In a certain game, you perform three tasks. You flip a quarter, and success would be heads. You roll a single die, and success would be a six. You pick a card from a full playing-card deck, and success would be picking a spades card. If any of these task are successful, then you win the game. What is the probability of winning?

A. 1/48
B. 5/16
C. 11/12
D. 11/16
E. 23/48


OA D

Source: Magoosh

[swerve]

In a certain game, you perform three tasks. You flip a quarter, and success would be heads. You roll a single die, and success would be a six. You pick a card from a full playing-card deck, and success would be picking a spades card. If any of these task are successful, then you win the game. What is the probability of winning?

A. 1/48
B. 5/16
C. 11/12
D. 11/16
E. 23/48


OA D

Source: Magoosh

Probability of event not happening is equal to (\(1 -\) Probability of event happening)

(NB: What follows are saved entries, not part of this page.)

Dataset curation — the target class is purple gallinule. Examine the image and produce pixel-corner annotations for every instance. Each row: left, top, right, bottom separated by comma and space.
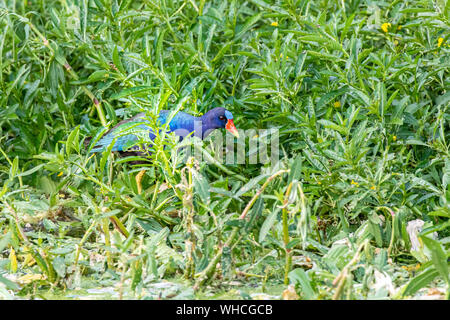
91, 107, 238, 193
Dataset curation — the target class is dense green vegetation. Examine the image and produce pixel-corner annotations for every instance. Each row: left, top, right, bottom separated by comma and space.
0, 0, 449, 300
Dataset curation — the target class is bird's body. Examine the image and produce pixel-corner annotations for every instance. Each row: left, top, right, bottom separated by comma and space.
89, 106, 238, 194
91, 107, 238, 155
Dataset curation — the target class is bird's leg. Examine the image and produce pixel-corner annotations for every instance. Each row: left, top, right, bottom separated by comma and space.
136, 169, 146, 194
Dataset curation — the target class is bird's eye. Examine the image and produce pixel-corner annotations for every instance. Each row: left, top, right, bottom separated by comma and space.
219, 115, 226, 121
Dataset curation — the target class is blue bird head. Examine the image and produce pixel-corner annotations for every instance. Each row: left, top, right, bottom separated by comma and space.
201, 107, 238, 138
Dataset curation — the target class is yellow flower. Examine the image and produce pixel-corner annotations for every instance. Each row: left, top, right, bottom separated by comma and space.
381, 23, 391, 33
437, 37, 444, 47
57, 171, 63, 177
351, 180, 359, 186
397, 25, 402, 30
279, 53, 289, 59
370, 186, 376, 190
333, 101, 341, 108
271, 21, 279, 27
393, 135, 397, 142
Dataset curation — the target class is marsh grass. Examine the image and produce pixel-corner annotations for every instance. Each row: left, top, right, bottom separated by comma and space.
0, 0, 448, 300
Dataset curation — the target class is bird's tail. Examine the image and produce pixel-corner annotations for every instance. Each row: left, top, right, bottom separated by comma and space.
83, 136, 92, 149
84, 136, 108, 153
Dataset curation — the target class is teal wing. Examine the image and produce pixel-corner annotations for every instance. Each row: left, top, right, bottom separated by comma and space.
91, 113, 154, 153
90, 110, 191, 153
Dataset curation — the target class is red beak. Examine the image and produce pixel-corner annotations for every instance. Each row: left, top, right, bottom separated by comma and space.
225, 119, 239, 138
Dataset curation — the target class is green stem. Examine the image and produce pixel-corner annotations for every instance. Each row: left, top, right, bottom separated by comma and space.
388, 213, 396, 257
102, 218, 113, 269
0, 145, 23, 189
3, 201, 29, 243
194, 227, 239, 289
376, 206, 396, 257
282, 182, 293, 285
74, 219, 97, 267
184, 161, 195, 279
109, 216, 129, 238
332, 239, 369, 300
240, 170, 289, 220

So, Probability NO heads\(=\dfrac{1}{2}\)

Probability NO number \(6 =\dfrac{5}{6}\)

Probability NO picking a spades card \(=\dfrac{3}{4}\)

So, Probability NO winning \(= \dfrac{1}{2}\cdot \dfrac{5}{6}\cdot \dfrac{3}{4} = \dfrac{15}{48}=\dfrac{5}{16}\)

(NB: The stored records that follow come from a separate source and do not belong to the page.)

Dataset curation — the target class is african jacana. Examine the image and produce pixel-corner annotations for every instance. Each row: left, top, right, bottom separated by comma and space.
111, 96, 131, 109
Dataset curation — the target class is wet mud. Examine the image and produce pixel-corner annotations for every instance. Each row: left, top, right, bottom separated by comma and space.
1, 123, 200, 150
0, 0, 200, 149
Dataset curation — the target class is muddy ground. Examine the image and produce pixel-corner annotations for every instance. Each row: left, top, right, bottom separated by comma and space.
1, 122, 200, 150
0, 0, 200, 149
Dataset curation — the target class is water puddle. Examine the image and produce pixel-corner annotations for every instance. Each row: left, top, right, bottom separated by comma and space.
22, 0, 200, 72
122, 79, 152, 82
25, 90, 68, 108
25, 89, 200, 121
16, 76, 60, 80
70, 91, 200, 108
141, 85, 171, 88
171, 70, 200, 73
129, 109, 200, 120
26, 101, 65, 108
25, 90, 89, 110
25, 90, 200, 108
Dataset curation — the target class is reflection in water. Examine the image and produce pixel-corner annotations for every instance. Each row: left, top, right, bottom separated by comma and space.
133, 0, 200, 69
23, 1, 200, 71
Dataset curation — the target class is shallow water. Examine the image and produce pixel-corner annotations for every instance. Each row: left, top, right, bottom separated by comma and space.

Probability NO winning \(= 1 - \dfrac{5}{16} = \dfrac{11}{16}\Longrightarrow\)D

[Scott@TargetTestPrep]

In a certain game, you perform three tasks. You flip a quarter, and success would be heads. You roll a single die, and success would be a six. You pick a card from a full playing-card deck, and success would be picking a spades card. If any of these task are successful, then you win the game. What is the probability of winning?

A. 1/48
B. 5/16
C. 11/12
D. 11/16
E. 23/48


OA D

Solution:

We can let A = event of getting heads when flipping the quarter, B = event of getting a six when rolling the die and C = event of getting a spades card, and use the following formula:

P(A or B or C) = P(A) + P(B) + P(C) - P(A and B) - P(A and C) - P(B and C) + P(A and B and C)

P(A or B or C) = 1/2 + 1/6 + 1/4 - (1/2 x 1/6) - (1/2 x 1/4) - (1/4 x 1/6) + (1/2 x 1/6 x 1/4)

P(A or B or C) = 11/12 - 1/12 - 1/8 - 1/24 + 1/48

P(A or B or C) = 11/16

Alternate Solution:

We notice that P(success) + P(failure) = 1; therefore, P(success) = 1 - P(failure). Let’s find P(failure).

The only way we fail in this game is if we get tails from the quarter flip AND not get a six from the die roll AND not get a spade from the card draw. Therefore,

P(failure) = 1/2 x 5/6 x 3/4 = 15/48 = 5/16

Thus, P(success) = 1 - P(failure) = 1 - 5/16 = 11/16

Answer: D